All in all a very good and very comprehensive tour. I enjoyed it despite having fairly few questions. The group size is pretty small, and it’s a perfect opportunity to ask technical questions to crew who are experts in that area. Highly recommended!
After the tour we had a nice lunch in Two70º where I had another beef on weck! I love this sandwich – it’s absolutely delicious!
Today was my day for the skydiving simulator. You check in and watch some safety videos and get given some hand signals to use (it’s very noisy in the wind tunnel). You have to wear tight shoes (they can provide these) and a jumpsuit, along with earplugs, a visor, and a helmet. It’s not the most comfortable or flattering outfit, and people will know that you participated for the rest of the day by the visor imprint around your eyes!
You get 60 seconds of actual flight time, but you don’t really have to do anything other than allow your instructor to guide you and follow his signals. I seemed to be a little tense and trying too hard to ‘do’ something, which just went wrong. It’s well worth trying if you are physically able (there are some medical exclusions, like having dislocated shoulders etc. in the past) and most people seemed to enjoy it!
Later in the afternoon we had a session in Puzzle Break booked, which is an escape room. I talk about it a bit in the video, so I won’t take up too much space here. Unfortunately you need at least 6 people (ideally 8 to 10) and we only had four, so it didn’t happen. 14 people were booked to do it, but most didn’t turn up. It’s such a shame!
Alex had a go with the rock climbing wall instead, which he did quite well at – certainly better than me!
The rest of the day was spend having a couple of beers in Michael’s Genuine Pub and chilling out! Bliss!
Tonight we had dinner in the last restaurant on the ship we hadn’t tried. It’s an included venue (though I think at one point they were charging for it) and focusses on healthy dishes under 500 calories per main course. Main course is ordered from your server, but the starters and desserts are from a buffet.

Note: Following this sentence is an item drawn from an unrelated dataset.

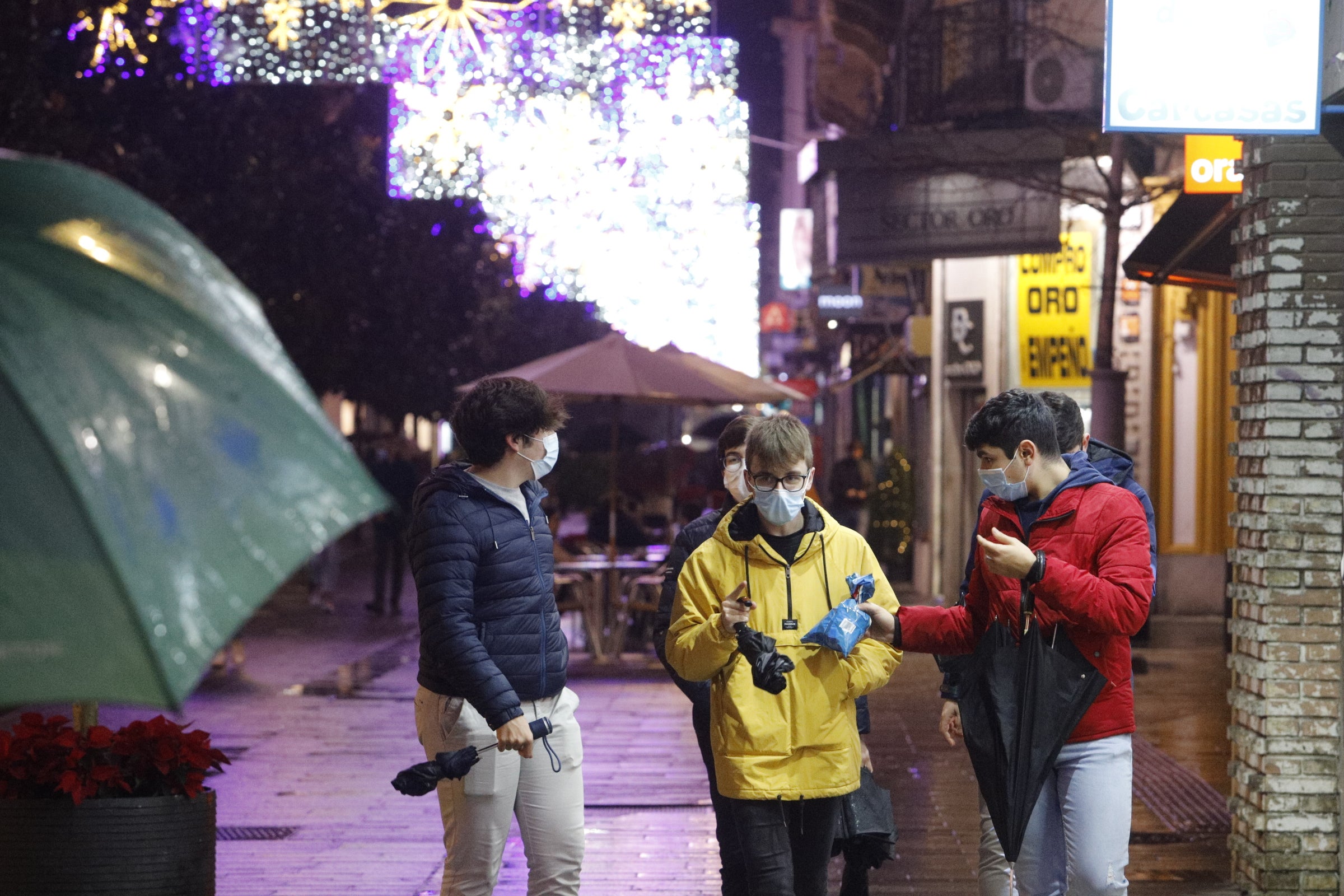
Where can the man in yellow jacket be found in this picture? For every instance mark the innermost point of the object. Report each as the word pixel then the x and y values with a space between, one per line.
pixel 778 563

To start they have some soups and three different salads along with dressings. Desserts were some little cakes, including a chocolate sponge cake, a couple of bundt cakes (orange and lemon) and a little chocolate raspberry cake. I suppose the health aspect disappears when you try one of each!

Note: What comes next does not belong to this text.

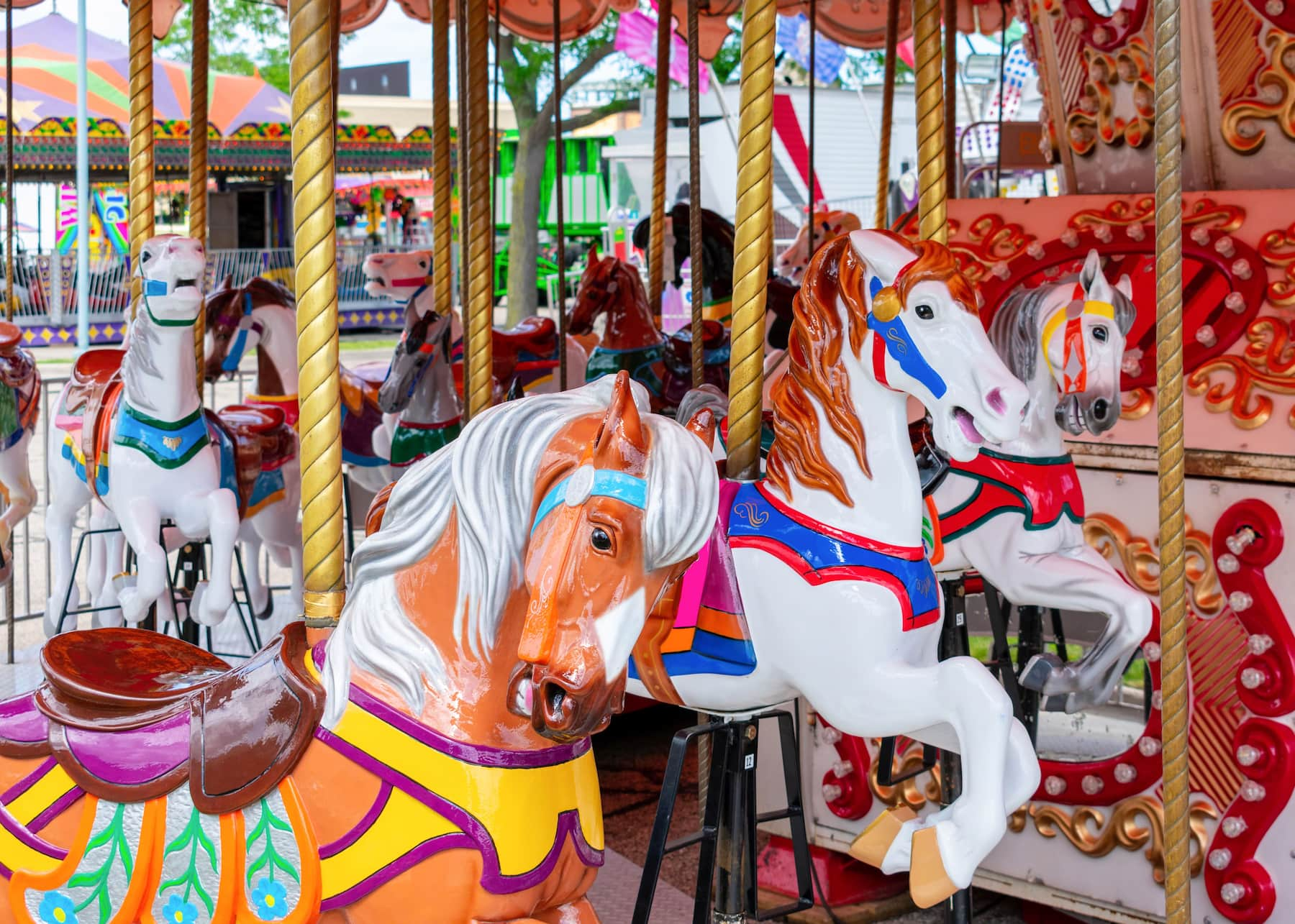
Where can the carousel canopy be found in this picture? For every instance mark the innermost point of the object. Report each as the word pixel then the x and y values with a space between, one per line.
pixel 45 65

The main course I had was a BBQ chicken pizza flatbread which was quite tasty. Alex had a fillet steak which was tender and lovely!
Overall the food here is lovely for being under 500 calories. But you do need to want to eat healthier food or there’s no point and you’ll be disappointed! It’s a brilliant idea for those looking to avoid temptation and eat a bit more carefully. For those who are calorie counting, however, they could have included full calorie information for each dish, including the salads and desserts.
Tonight we had two shows in the theatre. First was a west end singer called Julie Maguire who was fantastic. She did a whole load of songs from musicals and had a stunning voice and stage presence. Absolutely brilliant!
The second show was Name That Tune which was done incredibly professionally like being in a real game show studio. See the photo in the video to see what I mean! This was also well worth a watch and was very entertaining!